It is obvious from the definition of $f(x)=\sin(x)$ using the unit circle of radius $1$ that the range of that function is the set $[-1,1]$. But also there are approaches where the sine is defined using its Taylor series expansion:
$\sin(x)=\sum_{i=0}^{\infty}\dfrac {{(-1)^i}{x^{2i+1}}}{(2i+1)!}$
Now, what I would like of you to show me, how we can show that the range of the sine function is $[-1,1]$ if we define it by its Taylor series expansion?
Cheers!
Edit: I was thinking of this, we could somehow show by using the Taylor series expansion for sine and cosine that it holds that $(\sin x)^2+(\cos x)^2=1$. So to solve the question it should be sufficient to show that there exists some $x_1$ such that $\sin (x_1)=-1$ and some $x_2$ such that $\sin (x_2)=1$ and now the solution will follow form the fact that sine is continuous, so by the intermediate value theorem it would take any value between $[-1,1]$. But how to show the existence of such $x_1$ and $x_2$?
Best Answer
The formulas $\sin x = \frac{e^{ix}-e^{-ix}}{2i}$ and $\cos x = \frac{e^{ix}+e^{-ix}}{2}$ follow quite straightforwardly from the Taylor expansions for each function.

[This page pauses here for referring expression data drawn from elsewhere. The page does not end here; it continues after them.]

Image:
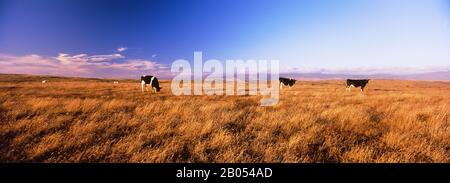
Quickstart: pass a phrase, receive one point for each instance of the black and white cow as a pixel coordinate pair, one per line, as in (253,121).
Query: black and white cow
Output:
(287,82)
(356,83)
(150,80)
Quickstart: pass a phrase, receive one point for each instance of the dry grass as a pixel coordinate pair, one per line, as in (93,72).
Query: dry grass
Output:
(77,120)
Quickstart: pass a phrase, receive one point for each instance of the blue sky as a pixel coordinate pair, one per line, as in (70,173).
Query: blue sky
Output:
(305,35)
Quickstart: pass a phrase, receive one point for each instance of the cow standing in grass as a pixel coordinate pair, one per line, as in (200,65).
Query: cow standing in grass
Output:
(287,82)
(152,81)
(356,83)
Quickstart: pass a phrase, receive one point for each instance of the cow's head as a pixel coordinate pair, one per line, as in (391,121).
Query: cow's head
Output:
(293,81)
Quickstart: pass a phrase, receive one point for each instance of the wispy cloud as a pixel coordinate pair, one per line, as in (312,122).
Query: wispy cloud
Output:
(83,65)
(122,49)
(66,58)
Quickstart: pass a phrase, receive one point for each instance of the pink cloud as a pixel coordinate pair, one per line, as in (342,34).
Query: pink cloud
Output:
(81,65)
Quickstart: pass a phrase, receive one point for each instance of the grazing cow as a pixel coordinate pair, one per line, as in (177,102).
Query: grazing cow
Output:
(287,82)
(150,80)
(356,83)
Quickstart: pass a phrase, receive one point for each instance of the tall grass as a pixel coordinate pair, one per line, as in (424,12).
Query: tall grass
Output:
(76,120)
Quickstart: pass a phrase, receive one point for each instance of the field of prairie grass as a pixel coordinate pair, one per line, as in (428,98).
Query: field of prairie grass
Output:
(93,120)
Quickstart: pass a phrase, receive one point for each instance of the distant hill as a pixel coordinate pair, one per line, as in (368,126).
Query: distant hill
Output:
(445,75)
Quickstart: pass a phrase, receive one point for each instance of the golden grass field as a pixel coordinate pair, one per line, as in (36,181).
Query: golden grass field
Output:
(92,120)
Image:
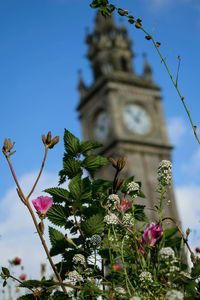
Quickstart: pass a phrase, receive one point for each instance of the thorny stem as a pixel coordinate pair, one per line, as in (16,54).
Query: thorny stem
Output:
(26,202)
(41,169)
(183,236)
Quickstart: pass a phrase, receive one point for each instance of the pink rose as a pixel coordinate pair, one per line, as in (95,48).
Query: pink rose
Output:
(151,234)
(22,276)
(197,249)
(125,204)
(42,204)
(16,261)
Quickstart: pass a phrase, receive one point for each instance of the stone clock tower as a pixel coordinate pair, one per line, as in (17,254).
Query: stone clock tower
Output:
(124,111)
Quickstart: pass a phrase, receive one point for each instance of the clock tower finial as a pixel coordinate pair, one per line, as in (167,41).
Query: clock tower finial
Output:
(109,47)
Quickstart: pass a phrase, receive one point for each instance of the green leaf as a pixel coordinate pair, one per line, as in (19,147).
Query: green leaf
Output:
(170,232)
(59,194)
(196,270)
(89,145)
(72,145)
(92,163)
(58,215)
(100,186)
(4,283)
(139,212)
(94,225)
(123,188)
(75,187)
(5,271)
(71,167)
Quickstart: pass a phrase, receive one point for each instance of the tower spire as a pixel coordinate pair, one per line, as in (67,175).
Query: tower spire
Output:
(109,47)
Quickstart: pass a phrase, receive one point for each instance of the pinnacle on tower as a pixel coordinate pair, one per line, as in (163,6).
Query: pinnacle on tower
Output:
(109,48)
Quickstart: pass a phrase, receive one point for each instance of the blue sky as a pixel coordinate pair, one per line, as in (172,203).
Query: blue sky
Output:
(41,50)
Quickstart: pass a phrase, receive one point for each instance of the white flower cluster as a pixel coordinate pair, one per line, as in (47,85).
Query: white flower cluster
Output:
(166,254)
(145,277)
(111,219)
(120,290)
(174,295)
(127,220)
(95,240)
(113,200)
(165,172)
(133,187)
(74,276)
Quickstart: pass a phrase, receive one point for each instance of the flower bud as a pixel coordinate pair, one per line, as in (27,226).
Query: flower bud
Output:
(48,140)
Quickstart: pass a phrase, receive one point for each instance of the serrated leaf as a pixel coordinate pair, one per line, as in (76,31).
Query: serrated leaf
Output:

Now, $\sin^2x +\cos^2x = \frac{e^{2ix}-2+e^{-2ix}}{-4}+\frac{e^{2ix}+2+e^{-2ix}}{4}=1$.
Now, $\cos(0)=1$ is immediate from the series, as are the relations $\sin '(x)=\cos x$ and $\cos' (x)=-\sin (x)$. So, $\sin (x)$ is increasing at $x=0$, but $\sin (\pi 3/2)<0$ by direct evaluation of the series at $x=\pi 3/2$. So, $\sin (x)$ attains a maximum at some $y>0$, thus $\cos(y)=0$, and thus $\sin(y)=1$. Now, the formula $\sin(-x)=-\sin(x)$ is immediate from the series expansion, and so $\sin (-y)=-1$.
This proof is along the lines you were asking for. Note also that the above does not really contain any complex analysis. The part involving $i$ can be replaced by a slightly more cumbersome expression. Basically, the $e^{ix}$ business is just a slick way to hide some combinatorics. You can unpack it if you like.